Office

Why AI/LLM Inference Is Slow

A time-bucket method to diagnose why AI/LLM inference is slow in production and which controls fix which bottlenecks.

Published: 2026-01-01 · Last updated: 2026-01-01

Production inference is slow when non-generation time dominates: queueing, connection setup, blocked orchestration, tool latency, and retries. Production LLM inference throughput collapses when those buckets expand under load while generation time stays roughly constant. The only reliable way to prove the cause is to decompose each run into measurable time buckets (queued → admitted → first token → last token → released) and attribute failures and retries to the same run_id/span_id graph.

Mechanism

A fast model can still produce a slow system because the end-to-end completion time is the sum of multiple buckets:

  • t_queue: waiting to be admitted (backlog, caps)
  • t_conn: connection setup (if not reused)
  • t_first_token: admitted → first token (includes upstream scheduling and provider-side load)
  • t_stream: first token → last token (generation)
  • t_post: parsing, validation, tool routing, persistence
  • t_retry: additional time from retries, restarts, and duplicated work

When engineers say “inference is slow,” they often only look at t_stream (generation). In production, t_queue + t_first_token + t_post + t_retry frequently dominates, especially under bursty load where tail behavior controls user experience.

Two signatures identify control-plane bottlenecks:

  1. High variance in time to first token: p95/p99 t_first_token moves dramatically while t_stream is stable. This often indicates connection churn, queuing at the provider, or local admission gaps.

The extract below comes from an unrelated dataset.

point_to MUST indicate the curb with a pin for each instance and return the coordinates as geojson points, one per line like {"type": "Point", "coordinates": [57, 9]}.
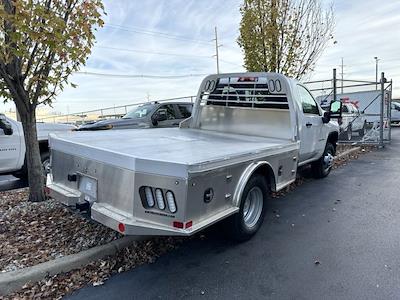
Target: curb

  2. Idle gaps under backlog: queue depth is non-zero, but in_flight is below the configured cap. This indicates the scheduler, networking, or CPU parsing path is stalling.

Use bucket dominance to triage:

  • If t_queue dominates, you have a backlog/cap or an upstream arrival spike; verify whether in_flight stays near cap when queue>0.
  • If t_first_token dominates, investigate connection reuse, upstream/provider queueing, and admission gaps.
  • If t_post dominates, treat parsing/validation/persistence as a throughput limiter; move heavy work off the socket-read executor and measure CPU time explicitly.
  • If t_retry dominates, fix retry budgets and timeouts before adjusting concurrency.

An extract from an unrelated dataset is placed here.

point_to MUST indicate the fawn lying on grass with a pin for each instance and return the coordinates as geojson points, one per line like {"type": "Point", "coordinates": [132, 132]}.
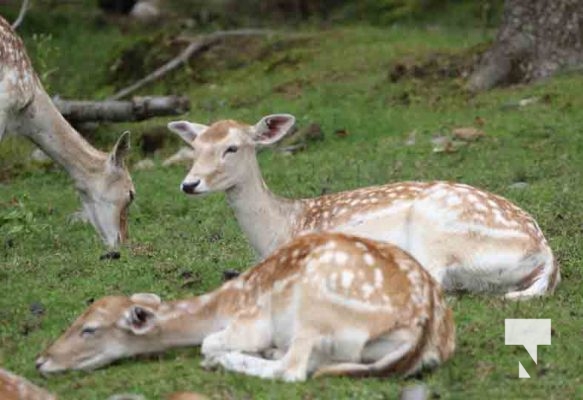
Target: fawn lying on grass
{"type": "Point", "coordinates": [324, 304]}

If you pay for time-billed inference capacity, the cost impact is arithmetic:

  • cost_per_success = C_hour / R_success
  • Any increase in “time not streaming useful tokens” reduces R_success and increases cost per successful completion.

Common failure modes

  • Optimizing the model first: changing model size or quantization without measuring whether t_stream is the dominant bucket.
  • No IDs, no attribution: without run_id/span_id, you cannot connect retries and tool calls to specific slowdowns.
  • Average-only reporting: averages hide tail; p95/p99 drive perceived slowness and incident frequency.
  • Retry amplification: timeouts and retries add load, which increases queueing, which creates more timeouts.
  • Hidden tool bottlenecks: slow retrieval or external APIs make the inference stage idle while it waits, unless you design separate caps and backpressure.

How to verify

Minimum instrumentation:

  • Per span: queued_at, admitted_at, first_token_at, last_token_at, released_at.
  • Token counts: input/output tokens, plus “tokens wasted on failed attempts” if you can attribute them.
  • Retry telemetry: retry cause, attempt count, and whether a retry reused a partial result or restarted from scratch.
  • Scheduler telemetry: cap, in_flight, queue depth over time.

Analysis steps:

  • Plot the distribution of each time bucket (p50/p95) before changing anything.
  • Compute gap_fraction where backlog exists but in_flight < cap.
  • Compare t_first_token variability with connection churn metrics (new connections per success).
  • Confirm that success rate is stable; throughput that increases failures is a reliability regression.

Scope boundary

This note covers: causal decomposition of “slow inference” into time buckets and verification signals for control-plane vs generation bottlenecks.

This note excludes: model benchmarking, training/fine-tuning, and any claims about specific provider performance that are not derived from your own measurements.